If Wallace, with all his talents and sheer brilliance, couldn’t be a god-like human, what hope is there for the rest of us? That’s the implicit question these philosophers ask. And you can guess the answer: even if we do possess supreme gifts, we’re all in a meaningless pickle.

Even if we do possess supreme gifts, we’re all in a meaningless pickle.

It may be unfair to hoist Wallace on the crucifix of modernity as an example of spiritual death — a victim of our age and a warning to the rest of us. But what’s the alternative? Well, this is where things get a little fuzzy, but remain interesting. Dreyfus and Kelly want to bring back the Greek gods — sort of. They admire the way Homeric figures like Helen and Achilles and the host of warriors and players opened themselves up to forces beyond themselves. These were heroes who knew they were not individualists. They were co-conspirators with a pantheon of gods, who filled their breasts with wisdom, courage and, at times, simple foolishness. Even Helen of Troy, who ran off with Paris to start the Trojan War, acted on impulses dictated from on high.

Now, you don’t have to be a Gary Wills to see this as balderdash. Dreyfus and Kelly ultimately believe that we live constrained lives and need to be receptive to powers beyond ourselves. We need to be open to mysterious and glorious forces in the world as they “swoosh” into us, like some exhilarating gasp from a stadium of sports fans watching a home run, game-winning goal or touchdown. In fact, our Harvard profs like this sports analogy. Swooshing occurs when fans rise to their feet to celebrate feats of transcendent athleticism.
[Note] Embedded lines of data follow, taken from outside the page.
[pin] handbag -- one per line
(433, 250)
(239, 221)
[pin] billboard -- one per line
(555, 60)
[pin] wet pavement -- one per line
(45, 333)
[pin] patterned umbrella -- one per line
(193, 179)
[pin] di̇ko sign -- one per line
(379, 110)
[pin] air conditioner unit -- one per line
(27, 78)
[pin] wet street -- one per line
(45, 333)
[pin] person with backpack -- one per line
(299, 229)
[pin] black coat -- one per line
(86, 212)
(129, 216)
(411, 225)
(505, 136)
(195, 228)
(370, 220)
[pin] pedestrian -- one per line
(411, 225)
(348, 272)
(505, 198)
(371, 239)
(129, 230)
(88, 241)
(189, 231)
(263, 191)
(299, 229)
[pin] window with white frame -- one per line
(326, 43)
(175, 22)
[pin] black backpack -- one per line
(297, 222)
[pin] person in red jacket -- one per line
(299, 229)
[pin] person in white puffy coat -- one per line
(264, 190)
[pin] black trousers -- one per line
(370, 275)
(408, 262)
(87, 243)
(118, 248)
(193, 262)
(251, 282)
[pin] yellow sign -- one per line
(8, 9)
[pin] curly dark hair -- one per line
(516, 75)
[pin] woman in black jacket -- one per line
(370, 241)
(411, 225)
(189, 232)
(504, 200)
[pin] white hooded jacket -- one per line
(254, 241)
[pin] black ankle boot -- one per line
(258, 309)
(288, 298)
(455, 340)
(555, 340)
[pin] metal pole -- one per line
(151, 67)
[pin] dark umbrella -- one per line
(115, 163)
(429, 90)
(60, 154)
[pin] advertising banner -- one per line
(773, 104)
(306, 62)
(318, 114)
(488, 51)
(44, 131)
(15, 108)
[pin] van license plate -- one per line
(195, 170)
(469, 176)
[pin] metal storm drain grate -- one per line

Dreyfus and Kelly know the ancient Greeks believed in real gods, not just metaphors or vague longings. Does that mean we should set up pedestals to real gods? How about Mammon, the greedy god of money, or Aphrodite or Mercury, the goddess and god of sex or success, respectively? They’re already here — they’re called celebrities, and they swoosh into us from the media.

No, Dreyfus and Kelly are asking us to believe in forces beyond ourselves, even if we don’t quite believe in anything. Believe “as if” — then maybe something may stick.

It’s all pretty tricky. Maybe it does take three degrees to believe all this.

Ultimately, Dreyfus and his protégé are asking their students — and the rest of us rootless types — to find some spiritual grounding. It’s a worthwhile project, if a little doubtful, just reading the classics.